2. Transport inclusion and engagement: Ethical
advice ensures that the transport system is fair and accessible to
everyone, including women, children, older people, and people with
diverse backgrounds and abilities. This includes engaging with
communities to understand deep underlying values and needs beyond
superficial reactions, and ensuring under-represented perspectives are
fairly included.
Competent transport work considers:
3. Treaty of Waitangi: Competent transport advice for Crown and local government helps them understand and fulfil their responsibility to take appropriate account of the principles of the Treaty of Waitangi – including partnership, active protection, and consultation.
4. Climate change: Competent transport advice
understands how transport contributes to climate change, and how
transport is exposed to its effects. In line with ENZ’s climate position, transport professionals have a key role in leading climate mitigation and adaptation.
5. Induce demand for efficient modes that use less space, resources and energy:
Competent transport advice understands that although a quality driving
experience is desirable, an efficient transport system makes walking,
biking, scooting and using public transport more attractive for most
trips, because these consume less space, resources and energy. Induced
demand means transport investment and policy decisions shape the way
people want to get around.
6. Induce demand for efficient land use: Competent
transport advice understands that an effective and efficient transport
system makes dense and mixed land use attractive and convenient, because
this enhances people’s ability to access essential services and
destinations and improves transport efficiency. Evidence shows
prioritising vehicular mobility has the long-term systemic effect of
spreading destinations further apart, gradually worsening access. This
is important for transport planning – especially in the long run – and
should be a key part of all decisions.
7. Value of public space: Competent transport advice
understands that public space is valuable, considers what transport
options are compatible with other community functions of public space,
and prioritises these appropriately in different contexts.
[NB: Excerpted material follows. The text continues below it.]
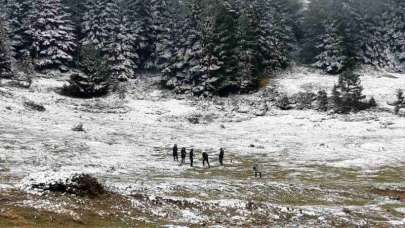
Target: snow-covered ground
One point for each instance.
(127, 144)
8. Intervention hierarchy: Competent transport
advice considers improving efficiency before increasing capacity,
because this is more effective and cost-efficient. The intervention
hierarchy starts with reducing the need to travel by changing how land
is used, improving the attractiveness of sustainable transport, and
managing demand through pricing. Increasing capacity for vehicles should
be our last choice after more effective and efficient options have been
exhausted.
9. Risk management hierarchy: Like in industrial
safety, competent transport safety advice prioritises the most effective
actions: getting rid of risks, swapping risky things for safer ones,
and using engineering to make unavoidable risks safer. In a risk
management hierarchy, it’s a last resort to rely on rule compliance and
safety equipment. This means focusing on reducing the need to drive;
reducing exposure to traffic; improving public transport, walking and
cycling; engineering roads and streets to reduce speeds and conflict
points; reducing speed limits; and finally improving crash protection
for people and vehicles.
10. Resilience takes a long-term system view:
Competent transport advice considers how the transport system can
proactively and reactively adapt to serve people’s needs through a wide
range of probable and possible changes. This includes slow and rapid
shocks that are social, economic, environmental and geopolitical in
nature. Resilience should be improved in ways that are consistent with
the other principles, and which increase resilience beyond transport,
such as supporting transport modes and land use patterns that reduce
dependence on energy and complex supply chains.